# advice on hitch hiking out of long island/NY metro area?



## tinyrainbows (Jan 4, 2023)

hey! first time posting. also, ive never gone hitch hiking before. i live on long island and i intend to take a trip this summer for as little money as possible, probably just head west and see where i end up. ive read reddit threads that say you cant really get a lift until you get on to i287 by tarrytown. to get around there by train would be about $50 and that kind of defeats the purpose of my whole adventure... so is there a train i need to hop or what? ive never seen hitch hikers on LI, probs because most long islanders arent going anywhere past the city or home. idk, just curious if anyone has any experience with this!


----------



## croc (Jan 6, 2023)

There was this gal a few years back (anyone know what happened to Arya, is she still around?) who like walked mostly out of long island. I don't think hitching there is very good. My family is from there too n since it's just like not of the local culture to be warm to strangers those places just aren't good for hitching in general.
U might consider walking as that'd be a cooler adventure than LIRR, but also if ur young u could try spanging a ticket from a stranger at a station. I gave Arya that advice there years ago n she never took it so I can't say how that'd go but worth a try in my opinion and it's what I would personally do.

Any directional plans once u hit the city or is the ideal to just get a ride beyond that?


----------



## tinyrainbows (Saturday at 1:15 PM)

croc said:


> There was this gal a few years back (anyone know what happened to Arya, is she still around?) who like walked mostly out of long island.

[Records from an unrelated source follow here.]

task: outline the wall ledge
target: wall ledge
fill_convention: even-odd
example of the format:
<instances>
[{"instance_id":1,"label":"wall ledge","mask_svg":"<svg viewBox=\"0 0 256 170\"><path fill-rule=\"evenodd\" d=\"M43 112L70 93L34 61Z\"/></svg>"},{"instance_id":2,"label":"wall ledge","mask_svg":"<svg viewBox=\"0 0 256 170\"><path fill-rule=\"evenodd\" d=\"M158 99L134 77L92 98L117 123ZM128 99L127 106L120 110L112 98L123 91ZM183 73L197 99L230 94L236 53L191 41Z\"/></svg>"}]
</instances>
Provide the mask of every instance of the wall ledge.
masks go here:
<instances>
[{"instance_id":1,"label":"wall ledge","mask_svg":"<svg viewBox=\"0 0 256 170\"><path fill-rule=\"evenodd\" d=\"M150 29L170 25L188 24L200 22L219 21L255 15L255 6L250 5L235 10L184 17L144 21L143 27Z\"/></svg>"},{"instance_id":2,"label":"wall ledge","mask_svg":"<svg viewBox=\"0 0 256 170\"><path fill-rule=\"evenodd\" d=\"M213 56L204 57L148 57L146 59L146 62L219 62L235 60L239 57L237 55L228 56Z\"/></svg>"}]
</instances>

I don't think hitching there is very good. My family is from there too n since it's just like not of the local culture to be warm to strangers those places just aren't good for hitching in general.
> U might consider walking as that'd be a cooler adventure than LIRR, but also if ur young u could try spanging a ticket from a stranger at a station. I gave Arya that advice there years ago n she never took it so I can't say how that'd go but worth a try in my opinion and it's what I would personally do.
> 
> Any directional plans once u hit the city or is the ideal to just get a ride beyond that?



idk if i could realistically walk into the city from where i am, i dont wanna tire myself out on the first step of my trip lmao. a train ticket wouldnt be the worst thing in the world for me, im also just now thinking i could take a bus that would probs be cheaper... maybe even just ask a willing friend for a ride.

ive been debating either heading north and going to toronto or just heading west and seeing how far i could go lol. idk how brave i am about this yet so toronto might be a more realistic goal. in that case i know id wanna hit the subway up to fordham and the metro north to white plains and from there i can walk on to i287 and just hitch all the way there. ive hopped the fordham turnstiles many times without problem and the train to wp is like 6 bucks so not bad. its just frustrating how much i have to do just to get the hitching LOL the trains are no fun


----------